La belle affaire s’est affirmée au début des années 1900. Certes, l’île avait déjà manifesté son caractère. C’est ici qu’a pour la première fois flotté le drapeau de l’indépendance, le 8 septembre 1822, grâce à une guerrière émérite, Laskarina Bouboulina. Une héroïne. Un rien plus tard, Sotirios Anargyros, né à Spetses en 1849, voulait voir plus grand et plus loin. Il embarqua pour les Etats-Unis. Bonne idée puisqu’après avoir monté une manufacture de tabac, il en revint millionnaire. Les bonnes affaires n’ont pas de frontière et les Grecs ont pour patrimoine mille lignées de marchand. Sitôt rentré, il achète la moitié de Spetses et y plante des milliers d’oliviers, de cyprès et de pins afin d’en assurer la fraîcheur. C’était surtout revenir aux sources de celle que jadis on désignait comme « l’île des pins » avant que les marins vénitiens n’en fassent « l’île des senteurs ».

 

Piscine du Poseidonion Grand Hotel

 

Anargyros avait de la suite dans les idées.
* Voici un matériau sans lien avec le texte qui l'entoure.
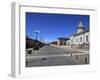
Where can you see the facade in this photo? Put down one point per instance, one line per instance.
(62, 41)
(82, 36)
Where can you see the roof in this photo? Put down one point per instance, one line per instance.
(80, 24)
(63, 38)
(81, 32)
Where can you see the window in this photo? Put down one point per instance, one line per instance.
(80, 39)
(86, 38)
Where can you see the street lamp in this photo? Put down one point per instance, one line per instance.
(36, 41)
(36, 32)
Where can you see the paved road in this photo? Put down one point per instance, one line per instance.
(49, 56)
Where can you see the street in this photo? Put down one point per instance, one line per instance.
(50, 56)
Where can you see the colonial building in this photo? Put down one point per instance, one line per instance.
(81, 37)
(62, 41)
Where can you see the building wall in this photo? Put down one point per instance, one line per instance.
(82, 38)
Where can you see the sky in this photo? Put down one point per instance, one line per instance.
(51, 26)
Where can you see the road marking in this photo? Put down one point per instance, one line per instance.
(44, 56)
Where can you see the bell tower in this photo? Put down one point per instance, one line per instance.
(80, 27)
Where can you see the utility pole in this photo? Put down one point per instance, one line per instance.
(36, 33)
(36, 39)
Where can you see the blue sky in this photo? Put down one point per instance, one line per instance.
(52, 26)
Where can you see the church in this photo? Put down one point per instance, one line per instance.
(79, 39)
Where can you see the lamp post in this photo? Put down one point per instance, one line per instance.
(36, 32)
(36, 39)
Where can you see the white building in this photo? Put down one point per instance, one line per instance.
(81, 37)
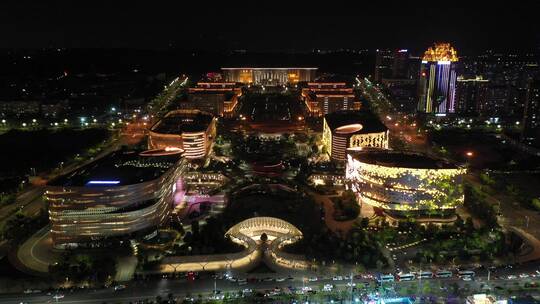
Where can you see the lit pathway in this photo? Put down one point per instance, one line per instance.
(36, 254)
(248, 234)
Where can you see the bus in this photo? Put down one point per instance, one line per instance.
(385, 278)
(425, 275)
(466, 273)
(405, 277)
(443, 274)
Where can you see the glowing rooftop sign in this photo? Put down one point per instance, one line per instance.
(105, 182)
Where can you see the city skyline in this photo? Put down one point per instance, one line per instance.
(241, 26)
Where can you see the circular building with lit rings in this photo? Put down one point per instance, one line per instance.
(352, 129)
(405, 183)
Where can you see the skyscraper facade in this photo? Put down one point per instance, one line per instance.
(437, 84)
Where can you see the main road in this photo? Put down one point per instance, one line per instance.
(180, 288)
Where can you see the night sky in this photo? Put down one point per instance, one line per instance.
(270, 26)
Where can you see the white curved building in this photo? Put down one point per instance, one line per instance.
(402, 182)
(122, 194)
(352, 129)
(190, 130)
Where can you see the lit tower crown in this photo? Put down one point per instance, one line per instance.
(440, 52)
(438, 79)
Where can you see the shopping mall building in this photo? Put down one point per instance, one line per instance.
(404, 183)
(190, 130)
(126, 194)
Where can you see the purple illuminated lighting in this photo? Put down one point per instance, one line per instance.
(111, 182)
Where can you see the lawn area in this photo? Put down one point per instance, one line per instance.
(45, 149)
(488, 151)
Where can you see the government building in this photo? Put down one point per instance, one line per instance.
(268, 75)
(216, 98)
(126, 194)
(322, 98)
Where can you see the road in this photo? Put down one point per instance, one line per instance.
(140, 290)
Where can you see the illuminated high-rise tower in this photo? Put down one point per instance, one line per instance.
(437, 83)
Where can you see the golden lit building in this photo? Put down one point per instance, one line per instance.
(193, 131)
(352, 129)
(322, 98)
(403, 183)
(268, 75)
(437, 82)
(216, 98)
(126, 194)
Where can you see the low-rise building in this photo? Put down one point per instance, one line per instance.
(322, 98)
(126, 194)
(217, 98)
(352, 129)
(193, 131)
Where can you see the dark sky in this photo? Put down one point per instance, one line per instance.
(271, 26)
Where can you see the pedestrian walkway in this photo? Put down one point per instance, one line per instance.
(37, 253)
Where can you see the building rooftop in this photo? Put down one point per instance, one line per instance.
(400, 159)
(369, 121)
(120, 168)
(179, 121)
Son île chérie devait devenir la plus belle, la plus admirée, la plus courtisée. Il aménage sa maison pour qu’elle soit digne d’accueillir la belle société européenne, puis trace la route circulaire, ouvre une école pour garçons sur le modèle des meilleurs établissements britanniques, uniforme compris, et enfin, nous sommes en 1914, fait construire un hôtel copié sur le Negresco de Nice, le Poseidonion. Toujours vaillant et plus chic que jamais. Le roi Constantin y a marié son fils et nombre de beaux partis hellènes affluent ici chaque printemps avec intention de bague au doigt. Trois ors ou diamants exigés.

 

Aucun droit à la prétention

L’esplanade dessinée devant le palace réunit chaque soir ados rivés à leur écran, mamans à poussettes, amoureux saisis par le romantisme du cadre, un baiser, un selfie, on parlerait presque d’éternité, hipsters en pause, pêcheurs se refilant les bons plans de la nuit, vacancier hésitant entre le bar de l’hôtel et la ronde de ceux qui bordent les quais. A deux pas, les ferries débarquent leurs passagers venus du Pirée ou de Hydra, la voisine. A la nuit tombée, le trafic cesse. On reste alors entre soi. Les calèches patientent pour qui veut la jouer old style ou capitaine rassuré de retrouver sa terre. Les enfants adorent. Un bon kilomètre plus loin, le phare boucle le port, 27 mètres de hauteur, un éclat blanc puis rouge chaque 5 secondes. Entre les deux, c’est un alignement de tavernes à terrasse, de bars pour marins aguerris et de bassins dans lesquels dansent les barcasses de pêche ou patientent de solides rafiots en construction. Ici et là, voici un mur blanc tapissé de galets noirs, c’est l’enceinte d’une maison de famille noyée sous les fleurs et la verdure. Sur la porte est gravée une sirène, un dauphin, une conque. A l’intérieur, quelques pièces, ni piscine, ni piano, ni air conditionné, juste la vie pieds nus, grasse matinée et cuisine du marché.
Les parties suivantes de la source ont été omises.